Baltimore, Maryland – M. Wagdi Attia, M.D., a physician who until April 1, 2018 had a medical practice in Gaithersburg, Maryland, has agreed to pay the United States $400,000 to resolve allegations that from January 1, 2013 through May 31, 2017, Dr. Attia fraudulently billed Medicare and Medicaid for services not rendered.
The settlement agreement was announced today by United States Attorney for the District of Maryland Robert K. Hur and Maureen Dixon, Special Agent in Charge of the Office of Inspector General for the Department of Health and Human Services.
The United States contends that during the period January 1, 2013 through May 31, 2017, Dr. Attia billed Medicare for psychotherapy services that were not rendered. Specifically, the allegation is that Dr. Attia billed Medicare and Medicaid for psychotherapy services that require certain documented amounts of face-to-face service with the patient, even though Dr. Attia’s time-stamped medical records reflected less than the required amount of time. The United States also contends that Dr. Attia’s medical records failed to reflect the provision of all elements of the psychotherapy service required, and that the use of repetitive, common language from chart to chart raised questions about the nature and extent of the services actually provided.

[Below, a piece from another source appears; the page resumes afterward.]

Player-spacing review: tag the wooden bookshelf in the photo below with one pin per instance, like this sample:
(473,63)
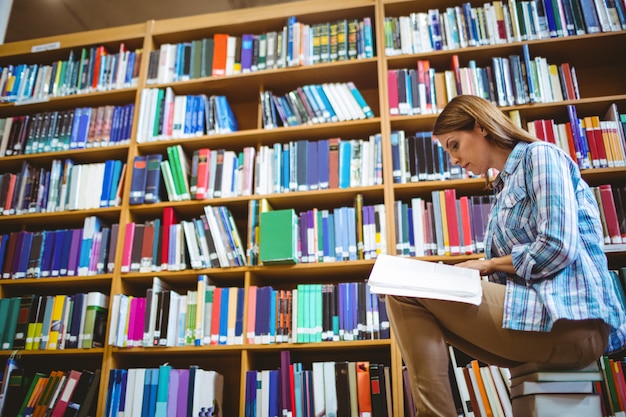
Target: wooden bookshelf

According to the settlement agreement, Dr. Attia has retired from the practice of medicine, has allowed his medical license to expire, has allowed his Medicare and Medicaid billing privileges to lapse, and has no intention of renewing his license or Medicare/Medicaid billing privileges.
The claims resolved by this settlement are allegations. The settlement is not an admission of liability by Dr. Attia, nor a concession by the United States that its claims are not well founded.
U.S. Attorney Robert K. Hur thanked Assistant United States Attorney Allen Loucks, who handled this case.